The saga of why my well has gone wonky and what’s to be done about it continues.
I’ve learned a few new things over the last couple of days though. Or instance, the homestead sits on three distinct layers of sand/gravel, sand/clay, and sand. The well goes 195 feet down through them to the final sand layer. That’s not overly surprising. If I remember my long-ago undergraduate geography class, the whole of the Eastern Shore is a sand berm pushed up at the end of the last ice age by the proto-Susquehanna River as the ice melted.

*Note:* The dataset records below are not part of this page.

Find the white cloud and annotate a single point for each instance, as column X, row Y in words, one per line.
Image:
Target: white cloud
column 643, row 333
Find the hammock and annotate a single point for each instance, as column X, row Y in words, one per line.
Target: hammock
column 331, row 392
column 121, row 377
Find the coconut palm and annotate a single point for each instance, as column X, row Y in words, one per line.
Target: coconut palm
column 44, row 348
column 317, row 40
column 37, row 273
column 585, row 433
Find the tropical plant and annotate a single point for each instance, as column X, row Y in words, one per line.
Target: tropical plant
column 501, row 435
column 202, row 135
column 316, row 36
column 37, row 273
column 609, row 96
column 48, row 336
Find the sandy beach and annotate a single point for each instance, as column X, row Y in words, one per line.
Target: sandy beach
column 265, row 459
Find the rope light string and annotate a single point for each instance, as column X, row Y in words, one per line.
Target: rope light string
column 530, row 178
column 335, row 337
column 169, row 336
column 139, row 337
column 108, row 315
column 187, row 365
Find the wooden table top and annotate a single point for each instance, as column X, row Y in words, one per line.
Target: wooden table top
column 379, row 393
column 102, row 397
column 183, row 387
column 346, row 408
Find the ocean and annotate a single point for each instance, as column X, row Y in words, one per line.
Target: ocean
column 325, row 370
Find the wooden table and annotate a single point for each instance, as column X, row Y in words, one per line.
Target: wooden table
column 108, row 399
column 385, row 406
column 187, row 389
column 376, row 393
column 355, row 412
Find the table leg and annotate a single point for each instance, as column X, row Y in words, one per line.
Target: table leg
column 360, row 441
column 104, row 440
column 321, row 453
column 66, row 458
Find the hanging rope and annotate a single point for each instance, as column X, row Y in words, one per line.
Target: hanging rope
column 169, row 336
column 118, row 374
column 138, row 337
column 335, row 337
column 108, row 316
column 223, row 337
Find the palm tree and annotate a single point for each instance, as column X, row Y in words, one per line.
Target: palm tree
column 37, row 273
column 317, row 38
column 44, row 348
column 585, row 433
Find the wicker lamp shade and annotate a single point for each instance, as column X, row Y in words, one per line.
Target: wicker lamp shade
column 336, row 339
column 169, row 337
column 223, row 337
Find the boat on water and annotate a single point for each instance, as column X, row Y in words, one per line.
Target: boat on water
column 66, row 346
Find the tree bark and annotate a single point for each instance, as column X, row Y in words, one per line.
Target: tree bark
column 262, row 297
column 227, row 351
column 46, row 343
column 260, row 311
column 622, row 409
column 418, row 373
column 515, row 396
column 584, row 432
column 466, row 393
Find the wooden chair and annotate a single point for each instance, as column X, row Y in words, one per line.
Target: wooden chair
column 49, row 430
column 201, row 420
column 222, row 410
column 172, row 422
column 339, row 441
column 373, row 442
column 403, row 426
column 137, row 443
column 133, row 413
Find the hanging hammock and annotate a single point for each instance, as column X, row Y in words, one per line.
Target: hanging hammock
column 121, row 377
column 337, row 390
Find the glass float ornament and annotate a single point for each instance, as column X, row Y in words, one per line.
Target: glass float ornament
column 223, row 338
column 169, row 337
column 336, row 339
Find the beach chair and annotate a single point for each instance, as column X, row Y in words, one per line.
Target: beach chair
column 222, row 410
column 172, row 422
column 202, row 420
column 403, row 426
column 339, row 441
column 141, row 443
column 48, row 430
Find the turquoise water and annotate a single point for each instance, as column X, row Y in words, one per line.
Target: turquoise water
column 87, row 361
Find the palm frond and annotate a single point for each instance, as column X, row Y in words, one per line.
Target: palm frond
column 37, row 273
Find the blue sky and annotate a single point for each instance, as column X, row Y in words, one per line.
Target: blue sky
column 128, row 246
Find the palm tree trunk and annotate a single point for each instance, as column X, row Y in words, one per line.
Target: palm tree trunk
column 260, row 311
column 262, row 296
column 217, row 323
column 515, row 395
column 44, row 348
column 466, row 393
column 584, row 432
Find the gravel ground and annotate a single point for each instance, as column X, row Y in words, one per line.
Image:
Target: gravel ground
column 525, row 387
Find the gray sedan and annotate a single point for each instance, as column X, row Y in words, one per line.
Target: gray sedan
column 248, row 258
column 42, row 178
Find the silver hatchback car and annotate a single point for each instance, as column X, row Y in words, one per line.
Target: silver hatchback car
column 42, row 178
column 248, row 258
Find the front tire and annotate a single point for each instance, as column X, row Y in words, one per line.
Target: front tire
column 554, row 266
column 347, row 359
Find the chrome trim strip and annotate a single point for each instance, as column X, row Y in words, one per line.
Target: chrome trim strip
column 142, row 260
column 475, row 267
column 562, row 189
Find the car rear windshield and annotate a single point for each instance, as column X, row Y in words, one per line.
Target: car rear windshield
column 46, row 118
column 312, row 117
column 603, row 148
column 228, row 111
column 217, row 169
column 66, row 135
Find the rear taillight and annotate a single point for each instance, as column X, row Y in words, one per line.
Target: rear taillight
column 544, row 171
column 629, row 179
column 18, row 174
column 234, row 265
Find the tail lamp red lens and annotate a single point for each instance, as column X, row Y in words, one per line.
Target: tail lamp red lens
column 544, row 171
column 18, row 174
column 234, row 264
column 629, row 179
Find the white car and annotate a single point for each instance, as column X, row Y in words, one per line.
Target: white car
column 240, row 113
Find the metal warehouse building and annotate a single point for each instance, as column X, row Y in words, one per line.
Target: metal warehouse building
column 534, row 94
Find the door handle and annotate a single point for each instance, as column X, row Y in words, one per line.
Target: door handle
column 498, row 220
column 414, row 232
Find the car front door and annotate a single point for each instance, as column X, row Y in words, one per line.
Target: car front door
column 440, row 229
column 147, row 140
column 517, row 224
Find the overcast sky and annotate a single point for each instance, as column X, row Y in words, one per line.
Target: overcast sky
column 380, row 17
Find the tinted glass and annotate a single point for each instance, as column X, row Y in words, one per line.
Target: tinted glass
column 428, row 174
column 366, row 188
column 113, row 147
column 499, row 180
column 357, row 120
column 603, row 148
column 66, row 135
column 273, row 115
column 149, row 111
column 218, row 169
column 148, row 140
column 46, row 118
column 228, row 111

Knowing that, having a bit of extra sediment coming through is fairly easily explained – by someone who knows more about hydraulics than I do. The most likely cause, according to the well company, is a slight shift in how water is flowing through the aquifer coupled with a 20-year buildup of sediment in the bottom of the well. The proposed solution: Raise the depth of the pump a bit. Sounds reasonable to me.
The bug and bug part intrusion, remains more of a mystery. They’re not exactly naturally occurring at depth in the water table. There’s no evidence of bugs making their way through the well cap, either. The tentative recommendation there is swapping out my current single-stage filter to a two- or three-stage set up that should capture everything down to the one-micron level. Not much should make it through that – certainly nothing large enough to identify definitively as a “bug part.”
The company I’m dealing with still wants to do a bit of homework and wait for the results of the water tests to come back, so we’re not at a point where we have a definitive plan of attack or a projected butcher’s bill for getting it done. Not that it matters all that much. It’s not like I’m going to opt to keep the bugs, regardless of the price put on making the fix.